While gathering all the wonderful expressions of religion, I couldn’t help but wonder what it all means. Especially do I wonder why I like these expressions so much. It is a hard question to answer. It is probably a mixture of several factors.
The first factor in the equation is religion itself. I cannot help but be struck by religious sentiment more than sentiment of other types. From a religious perspective that is quite easy to explain, for is it not the hand of God at work? I guess everything is possible but in the meantime I wonder what else it could be. Perhaps it’s not so much the hand of God as it is the hand of man under the impression that he is serving God. Whether or not God is real, this state of consciousness indeed seems to be real and also seems to be able to produce fruits that are astonishing.
Then there is commerce. Commerce and religion, quite like sex and religion, seem to have always been an odd mix. The aim of commerce is to make sales fly. It has its ways for this, like trying to present a picture of happiness. Apparently happiness is something that attracts people and if happiness can be seen, then the sales numbers go up. Things become interesting when this idea becomes a business article of faith and is being applied uncritically. Like with medicine for example. I cannot help but laugh when I see people improbably happy on the front of a brochure that tells you how to deal with breast cancer, incontinence, erectile dysfunction or other fun things like that. I also always laugh when I see pictures of happy couples sitting in the park enjoying great moments together accompanying the terms of agreement that I get with a new phone. In the land of commerce though, people could not be happier than those that read the disclaimer of a chlamydia cream.

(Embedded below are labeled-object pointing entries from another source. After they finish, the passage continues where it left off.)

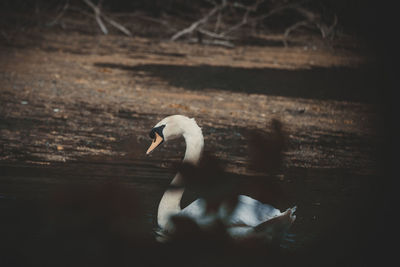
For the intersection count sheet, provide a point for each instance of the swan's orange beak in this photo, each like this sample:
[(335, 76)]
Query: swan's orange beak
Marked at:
[(156, 142)]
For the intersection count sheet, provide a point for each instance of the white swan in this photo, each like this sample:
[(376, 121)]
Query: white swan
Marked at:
[(249, 218)]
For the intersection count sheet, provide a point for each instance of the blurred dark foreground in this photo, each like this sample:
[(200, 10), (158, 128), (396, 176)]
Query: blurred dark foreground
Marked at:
[(108, 224)]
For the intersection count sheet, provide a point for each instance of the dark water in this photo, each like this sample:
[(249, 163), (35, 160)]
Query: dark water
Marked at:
[(47, 211), (101, 211)]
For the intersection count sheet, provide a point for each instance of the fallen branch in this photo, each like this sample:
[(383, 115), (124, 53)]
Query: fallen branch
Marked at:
[(59, 16), (98, 15), (198, 23)]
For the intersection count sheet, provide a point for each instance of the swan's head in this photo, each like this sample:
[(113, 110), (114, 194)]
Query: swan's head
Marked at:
[(172, 127)]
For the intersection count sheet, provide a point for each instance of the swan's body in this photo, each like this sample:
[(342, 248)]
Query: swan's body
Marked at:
[(248, 218)]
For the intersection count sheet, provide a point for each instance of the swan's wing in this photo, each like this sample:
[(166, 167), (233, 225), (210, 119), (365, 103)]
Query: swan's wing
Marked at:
[(249, 212)]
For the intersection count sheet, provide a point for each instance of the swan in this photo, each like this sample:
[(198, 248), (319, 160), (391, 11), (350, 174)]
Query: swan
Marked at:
[(249, 218)]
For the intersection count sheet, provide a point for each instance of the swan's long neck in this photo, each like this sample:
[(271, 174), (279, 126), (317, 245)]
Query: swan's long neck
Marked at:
[(170, 202)]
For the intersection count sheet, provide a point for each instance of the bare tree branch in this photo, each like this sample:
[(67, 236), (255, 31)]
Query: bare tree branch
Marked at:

Finally there is commerce’s brother, mass production. Things become fun when they are being mass produced. This is even harder to explain than why I think religious imagery is funny. I can only say that it is true. When you are in the IKEA and everybody wants the exact same bed, claiming that “this is the one for us” there is just something funny about that. The more authentic and exclusive sometihing is made to look, the more funny it is probably too when it is mass produced.
What then, when religion, something that people experience as most meaningful and personal, commerce, with the aim to do anything to sell as much of something as possible, and mass production, reducing everything to assembly line products thereby eliminating all exclusivity, meet? I would say it is a holy trinity. Commerce wants to make the believers believe that their mass produced products are exclusive and uniquely suited for their specific needs. It is probably this drama that is the core of my amusement.
There is maybe one last factor in all of this: me. I have tried to find Hare Krishna art that I thought was funny. I found plenty of Krishna art, but none that really made me laugh. That is because I can’t really understand those images. On two criteria I just mentioned: I am not very familiar with the religious vocabulary and I have no idea of how those products can commercially be best presented to ensure high sales rates. I’m sure that in their own way in the Far East, commerce is trying to sell popular religious artifacts in the same way as this is being tried here, but I am just not familiar enough with that communications system to understand it let alone think it’s funny, even though I’m sure it is. It is also probably why Jesus is without a doubt the chorus of this blog.